Forecast comes true as over-supply drives commodity prices down
Published on 27 September, 2012
Academics based at CQUniversity's Sydney Campus have correctly forecast that Australia would increase supply too much during the current mining boom and drive down commodity prices.
Dr David Fox, Noel Ross and Claudia Wee* recently published their 'Forecasts for the Chinese Economy and the Implications for Australia' in the Journal of International Business Management and Research.
"The authors believe that Chinese economic domination will take place sooner than most would expect," they say. "China is forecast to have a larger economy than the USA before the year 2015."

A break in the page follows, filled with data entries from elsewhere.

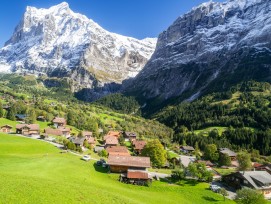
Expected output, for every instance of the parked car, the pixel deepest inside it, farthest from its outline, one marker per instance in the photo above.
(215, 188)
(101, 162)
(86, 157)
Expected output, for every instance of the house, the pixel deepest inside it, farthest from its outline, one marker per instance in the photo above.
(120, 164)
(117, 151)
(265, 167)
(87, 134)
(41, 118)
(259, 180)
(98, 148)
(230, 153)
(66, 131)
(78, 141)
(138, 145)
(59, 122)
(114, 134)
(186, 160)
(89, 138)
(135, 177)
(20, 117)
(206, 163)
(6, 128)
(187, 149)
(110, 141)
(61, 131)
(129, 136)
(30, 129)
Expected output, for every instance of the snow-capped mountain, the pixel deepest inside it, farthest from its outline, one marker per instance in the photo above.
(58, 42)
(212, 47)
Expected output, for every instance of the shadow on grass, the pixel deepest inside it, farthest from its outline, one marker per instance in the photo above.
(211, 199)
(100, 168)
(185, 182)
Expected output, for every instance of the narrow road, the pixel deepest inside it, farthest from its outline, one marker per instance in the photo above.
(59, 146)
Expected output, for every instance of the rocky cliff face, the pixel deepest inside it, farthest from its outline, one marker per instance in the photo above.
(210, 48)
(60, 43)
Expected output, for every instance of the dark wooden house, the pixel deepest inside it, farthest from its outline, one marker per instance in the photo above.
(120, 164)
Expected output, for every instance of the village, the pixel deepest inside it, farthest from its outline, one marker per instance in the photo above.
(121, 152)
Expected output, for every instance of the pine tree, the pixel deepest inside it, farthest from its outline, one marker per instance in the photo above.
(11, 113)
(1, 110)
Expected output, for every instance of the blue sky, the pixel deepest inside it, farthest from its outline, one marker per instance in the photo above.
(135, 18)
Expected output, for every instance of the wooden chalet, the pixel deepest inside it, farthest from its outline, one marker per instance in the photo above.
(120, 164)
(6, 128)
(259, 180)
(20, 117)
(129, 136)
(229, 152)
(59, 122)
(117, 151)
(87, 134)
(41, 118)
(114, 134)
(187, 149)
(138, 145)
(135, 177)
(61, 131)
(78, 141)
(110, 141)
(264, 167)
(28, 129)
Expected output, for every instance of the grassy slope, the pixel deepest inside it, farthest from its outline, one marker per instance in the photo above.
(35, 172)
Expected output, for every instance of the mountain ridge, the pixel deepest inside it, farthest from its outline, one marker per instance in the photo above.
(209, 47)
(60, 43)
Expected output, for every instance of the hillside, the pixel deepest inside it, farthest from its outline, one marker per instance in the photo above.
(28, 94)
(34, 170)
(238, 118)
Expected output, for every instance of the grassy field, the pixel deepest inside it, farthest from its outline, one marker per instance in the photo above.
(209, 129)
(33, 171)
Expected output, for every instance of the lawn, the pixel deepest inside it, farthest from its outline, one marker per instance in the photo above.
(209, 129)
(33, 171)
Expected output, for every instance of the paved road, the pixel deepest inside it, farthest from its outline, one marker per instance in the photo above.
(159, 175)
(60, 146)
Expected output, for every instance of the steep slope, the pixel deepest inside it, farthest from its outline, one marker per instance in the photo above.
(60, 43)
(214, 46)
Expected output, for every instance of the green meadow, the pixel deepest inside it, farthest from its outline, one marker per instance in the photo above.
(33, 171)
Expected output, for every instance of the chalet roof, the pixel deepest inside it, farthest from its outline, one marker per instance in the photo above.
(64, 129)
(130, 134)
(86, 133)
(98, 148)
(139, 144)
(228, 152)
(133, 174)
(111, 140)
(20, 116)
(52, 131)
(118, 151)
(91, 140)
(79, 140)
(114, 133)
(59, 120)
(6, 126)
(258, 179)
(129, 161)
(188, 148)
(29, 126)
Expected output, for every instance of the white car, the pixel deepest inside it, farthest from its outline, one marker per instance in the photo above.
(86, 157)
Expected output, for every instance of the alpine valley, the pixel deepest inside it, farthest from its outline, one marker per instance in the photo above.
(57, 42)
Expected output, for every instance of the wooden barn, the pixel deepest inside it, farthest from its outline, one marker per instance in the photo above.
(120, 164)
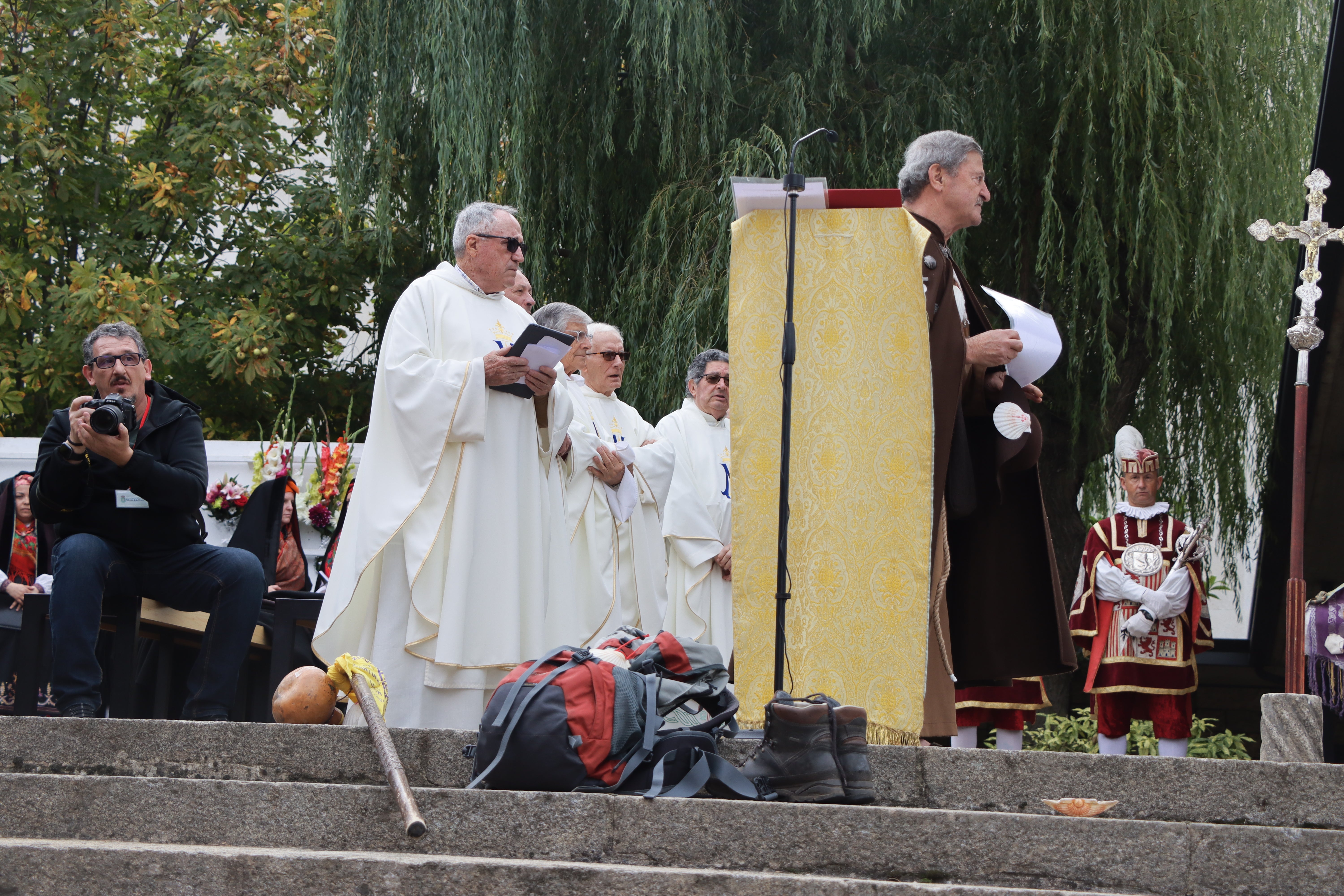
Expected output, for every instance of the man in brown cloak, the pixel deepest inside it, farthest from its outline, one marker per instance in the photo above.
(995, 606)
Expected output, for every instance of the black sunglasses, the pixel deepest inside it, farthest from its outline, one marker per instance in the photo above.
(108, 362)
(511, 244)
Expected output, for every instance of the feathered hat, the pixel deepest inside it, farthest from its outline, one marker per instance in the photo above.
(1131, 454)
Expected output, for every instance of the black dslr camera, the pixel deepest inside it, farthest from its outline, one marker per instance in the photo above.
(110, 412)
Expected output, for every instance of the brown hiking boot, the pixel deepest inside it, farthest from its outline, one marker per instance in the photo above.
(851, 741)
(798, 756)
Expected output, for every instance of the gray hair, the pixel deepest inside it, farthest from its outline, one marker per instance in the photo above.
(700, 363)
(474, 220)
(607, 328)
(115, 331)
(560, 315)
(944, 148)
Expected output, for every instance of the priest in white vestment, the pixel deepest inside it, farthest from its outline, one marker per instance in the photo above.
(698, 512)
(455, 559)
(619, 476)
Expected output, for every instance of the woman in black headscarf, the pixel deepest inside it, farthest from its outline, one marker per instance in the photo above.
(25, 569)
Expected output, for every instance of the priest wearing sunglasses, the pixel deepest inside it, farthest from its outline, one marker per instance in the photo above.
(698, 514)
(455, 561)
(618, 479)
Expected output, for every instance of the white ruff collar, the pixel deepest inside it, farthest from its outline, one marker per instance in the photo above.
(1143, 514)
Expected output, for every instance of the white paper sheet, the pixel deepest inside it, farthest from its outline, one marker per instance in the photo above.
(545, 353)
(1041, 343)
(751, 194)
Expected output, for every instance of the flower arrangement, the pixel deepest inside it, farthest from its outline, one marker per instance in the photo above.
(330, 483)
(226, 499)
(278, 457)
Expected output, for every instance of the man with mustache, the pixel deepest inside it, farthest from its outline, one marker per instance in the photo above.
(986, 628)
(127, 510)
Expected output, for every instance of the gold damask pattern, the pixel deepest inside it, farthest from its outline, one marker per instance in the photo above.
(862, 461)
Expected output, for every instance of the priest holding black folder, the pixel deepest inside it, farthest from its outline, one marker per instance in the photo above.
(455, 562)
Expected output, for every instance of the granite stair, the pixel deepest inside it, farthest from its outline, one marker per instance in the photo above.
(131, 807)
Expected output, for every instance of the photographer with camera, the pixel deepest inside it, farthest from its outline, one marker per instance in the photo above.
(123, 477)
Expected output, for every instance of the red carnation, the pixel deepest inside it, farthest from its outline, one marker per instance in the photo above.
(321, 516)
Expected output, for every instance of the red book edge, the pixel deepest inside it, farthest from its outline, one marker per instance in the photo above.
(864, 198)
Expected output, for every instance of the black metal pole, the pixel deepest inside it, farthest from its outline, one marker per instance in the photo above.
(782, 594)
(794, 185)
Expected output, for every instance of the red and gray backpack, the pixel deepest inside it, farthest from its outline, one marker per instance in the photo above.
(595, 721)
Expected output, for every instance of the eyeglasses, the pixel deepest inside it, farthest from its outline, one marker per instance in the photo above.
(108, 362)
(511, 244)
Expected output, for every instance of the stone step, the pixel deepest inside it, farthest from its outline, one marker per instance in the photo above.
(1148, 788)
(989, 850)
(61, 867)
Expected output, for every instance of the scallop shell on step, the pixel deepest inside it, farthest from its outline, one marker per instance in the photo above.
(1080, 808)
(1011, 421)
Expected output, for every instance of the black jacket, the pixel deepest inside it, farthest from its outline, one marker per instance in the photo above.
(167, 469)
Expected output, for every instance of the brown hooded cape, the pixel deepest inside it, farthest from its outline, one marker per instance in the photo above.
(1002, 610)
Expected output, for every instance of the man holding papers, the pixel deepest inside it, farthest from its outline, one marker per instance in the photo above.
(455, 559)
(997, 610)
(618, 480)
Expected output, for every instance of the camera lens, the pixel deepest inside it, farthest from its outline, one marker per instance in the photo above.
(104, 420)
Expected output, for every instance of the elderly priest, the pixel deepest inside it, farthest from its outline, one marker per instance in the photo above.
(698, 518)
(618, 480)
(997, 610)
(455, 561)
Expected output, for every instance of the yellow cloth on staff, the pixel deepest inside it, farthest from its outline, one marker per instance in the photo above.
(342, 675)
(862, 463)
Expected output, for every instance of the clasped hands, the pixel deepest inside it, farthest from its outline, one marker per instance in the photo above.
(502, 370)
(994, 349)
(115, 448)
(17, 593)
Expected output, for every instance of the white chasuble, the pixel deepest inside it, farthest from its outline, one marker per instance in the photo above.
(616, 535)
(698, 524)
(455, 561)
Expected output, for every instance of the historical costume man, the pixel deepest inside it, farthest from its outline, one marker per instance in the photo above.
(619, 479)
(25, 569)
(1143, 621)
(698, 515)
(986, 628)
(455, 563)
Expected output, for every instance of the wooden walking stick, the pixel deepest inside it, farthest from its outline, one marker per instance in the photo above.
(307, 695)
(388, 756)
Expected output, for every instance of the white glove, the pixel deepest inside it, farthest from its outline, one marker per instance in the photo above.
(1139, 625)
(1111, 582)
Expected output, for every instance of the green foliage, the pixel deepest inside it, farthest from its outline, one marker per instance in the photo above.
(166, 168)
(1130, 144)
(1077, 733)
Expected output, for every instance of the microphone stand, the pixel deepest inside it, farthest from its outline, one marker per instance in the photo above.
(794, 185)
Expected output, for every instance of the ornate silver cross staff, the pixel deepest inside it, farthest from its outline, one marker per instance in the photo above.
(1304, 335)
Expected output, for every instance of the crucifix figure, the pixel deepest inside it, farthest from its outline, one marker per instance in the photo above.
(1304, 335)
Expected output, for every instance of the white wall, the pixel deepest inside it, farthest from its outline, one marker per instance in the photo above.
(225, 459)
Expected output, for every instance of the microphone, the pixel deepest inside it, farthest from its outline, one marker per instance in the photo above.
(795, 183)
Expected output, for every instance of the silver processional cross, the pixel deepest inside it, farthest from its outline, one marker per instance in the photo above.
(1304, 335)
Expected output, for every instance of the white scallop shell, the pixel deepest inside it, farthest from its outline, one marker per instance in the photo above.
(1011, 421)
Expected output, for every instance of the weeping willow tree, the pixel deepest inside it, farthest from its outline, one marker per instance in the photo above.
(1128, 144)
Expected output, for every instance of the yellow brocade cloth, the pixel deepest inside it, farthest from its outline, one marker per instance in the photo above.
(862, 463)
(342, 675)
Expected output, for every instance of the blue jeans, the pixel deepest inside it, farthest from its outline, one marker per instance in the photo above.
(226, 584)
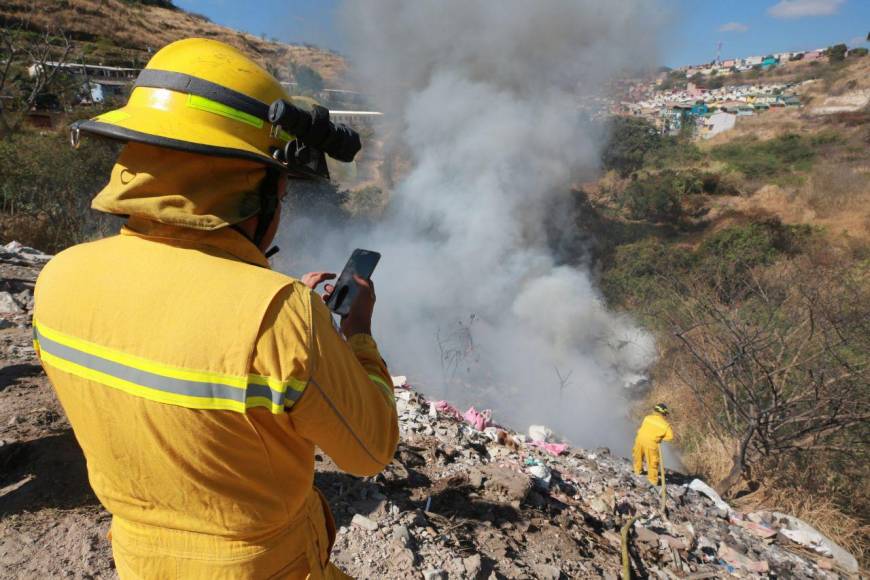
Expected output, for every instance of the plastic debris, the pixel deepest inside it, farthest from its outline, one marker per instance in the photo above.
(540, 433)
(551, 448)
(480, 420)
(705, 489)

The authors say the 'greatest danger' to Australia and resource companies is that the Chinese will be able to duplicate Japanese strategies (from the boom of the 1960s) and stimulate new resource projects that will cause a glut and bring down prices.
"The promise of the 1960s was not fulfilled because the Japanese stimulated so many mines that the market was glutted and prices slumped," the authors say.
The published paper makes forecasts for the size of the Chinese economy using a future value model of the Gross Domestic Products (GDP) and Purchasing Power Parity (PPP).
"China's domination will start before 2015 and the Middle Kingdom will take its place once again at the top of the heap," the authors say.
"For China to overtake the USA it will need to develop leading-edge technologies and companies and products such as Microsoft and iPods. China has not done this yet although China has done it in the past with gunpowder and porcelain."
* a former employee of CQUniversity.